I think 9 is a bit old for playing doctor. I would put a stop to it, and I would speak frankly about sexually, make sure we had books on hand, talk to her about privacy, etc.

It just isn't appropriate.


----------



## mommy68 (Mar 13, 2006)

Quote:


Originally Posted by *Arduinna* 
Do kids 12 and up play Dr? I'm not really aware of any kids this old that do that. They certainly should have already received enough sex ed and puberty info that they know the differences between boys and girls bodies.

I was going to say the same thing.







l don't know if a 12 yr old has received "enough" sex ed by that age to not be curious in an immature manner but playing doctor does seem too immature.


----------



## Ruthla (Jun 2, 2004)

Sex exploration at age 9 or older is unlikely to come in a "playing doctor" format.
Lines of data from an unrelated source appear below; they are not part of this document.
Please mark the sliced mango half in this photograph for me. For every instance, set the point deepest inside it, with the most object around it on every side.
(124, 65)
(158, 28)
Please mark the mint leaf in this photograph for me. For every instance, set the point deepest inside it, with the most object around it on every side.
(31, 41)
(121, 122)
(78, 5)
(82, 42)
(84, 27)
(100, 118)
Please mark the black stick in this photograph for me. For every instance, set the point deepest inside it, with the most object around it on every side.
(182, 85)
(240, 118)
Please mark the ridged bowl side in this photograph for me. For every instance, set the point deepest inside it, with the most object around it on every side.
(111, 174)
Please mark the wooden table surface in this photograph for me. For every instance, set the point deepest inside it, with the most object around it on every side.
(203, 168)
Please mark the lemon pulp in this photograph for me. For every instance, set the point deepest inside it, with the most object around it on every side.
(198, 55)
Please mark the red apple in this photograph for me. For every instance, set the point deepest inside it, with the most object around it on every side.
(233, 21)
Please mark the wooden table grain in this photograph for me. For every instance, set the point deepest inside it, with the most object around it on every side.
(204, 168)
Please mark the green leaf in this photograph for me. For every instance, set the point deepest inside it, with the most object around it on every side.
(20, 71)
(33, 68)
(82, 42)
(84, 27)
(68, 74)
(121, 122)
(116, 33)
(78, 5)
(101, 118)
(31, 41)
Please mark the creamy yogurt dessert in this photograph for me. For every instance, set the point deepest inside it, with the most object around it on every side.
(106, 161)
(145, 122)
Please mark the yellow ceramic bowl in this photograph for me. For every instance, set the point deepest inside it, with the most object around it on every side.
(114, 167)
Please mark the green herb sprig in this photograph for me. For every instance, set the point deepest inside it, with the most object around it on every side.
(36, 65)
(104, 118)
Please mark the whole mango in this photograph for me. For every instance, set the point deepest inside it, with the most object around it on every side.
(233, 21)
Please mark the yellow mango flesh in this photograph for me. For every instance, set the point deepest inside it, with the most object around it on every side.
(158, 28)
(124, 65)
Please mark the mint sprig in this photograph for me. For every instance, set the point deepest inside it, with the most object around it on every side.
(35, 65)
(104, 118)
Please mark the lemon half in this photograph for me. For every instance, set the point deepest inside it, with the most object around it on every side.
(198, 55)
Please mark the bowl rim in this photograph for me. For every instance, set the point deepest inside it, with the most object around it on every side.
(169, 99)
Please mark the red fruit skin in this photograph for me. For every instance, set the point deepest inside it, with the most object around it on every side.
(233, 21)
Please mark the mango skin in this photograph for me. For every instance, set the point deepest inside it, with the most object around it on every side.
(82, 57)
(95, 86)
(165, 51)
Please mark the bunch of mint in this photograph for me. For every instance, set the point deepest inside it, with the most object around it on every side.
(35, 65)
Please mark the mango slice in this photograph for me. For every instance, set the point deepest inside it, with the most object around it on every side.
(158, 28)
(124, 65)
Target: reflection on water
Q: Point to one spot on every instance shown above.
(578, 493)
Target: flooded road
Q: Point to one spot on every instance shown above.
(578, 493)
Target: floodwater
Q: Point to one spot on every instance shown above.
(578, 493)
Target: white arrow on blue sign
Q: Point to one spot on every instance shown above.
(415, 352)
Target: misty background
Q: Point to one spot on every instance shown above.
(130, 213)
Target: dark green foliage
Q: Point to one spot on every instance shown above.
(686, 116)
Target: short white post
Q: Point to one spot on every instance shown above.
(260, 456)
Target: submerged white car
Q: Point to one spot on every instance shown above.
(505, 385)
I think you'd be more likely to find a child this age looking for printed or online materials, asking questions about sex, etc.

Older kids with a basic understanding of human sexuality are likely to understand that sexual exploration with another person is, indeed sexual. Either they'll attempt it knowing pretty much what theyr'e getting into, or they'll avoid that behavior.


----------



## KaraBoo (Nov 22, 2001)

I guess I should have been clearer.

I don't think my dd would be asking to play doctor. I guess I'm just wondering why she never went through this phase. She seems totally comfortable with talking about sex and her body and bodies in general.

We just joined a new homeschooling group and one focus right now seems to be kissing and crushes and such. I'm just wondering how this will manifest.

Anyway, thanks for the replies!


----------



## Ruthla (Jun 2, 2004)

My kids never did either. I don't think there's anything abnormal about that. Any questions they've had about sex they've been able to ask me and I've answered them to the best of my ability, using books, illustrations, websites, etc. as needed.

My kids aren't into kissing or boys or actual dating yet, and it's something I'm going to discourage (but not outright ban) due to religious beliefs. But DD1 and friends are joking about sex, finding innuendo in everything, etc. She's also reading novels that involve adult situations, and drawing pictures of Harry Potter and Ginny Weasley Potter kissing.

DD2 is doing all she can to hold onto childhood as long as possible, no matter what changes her body is going through!


----------



## Alkenny (May 4, 2004)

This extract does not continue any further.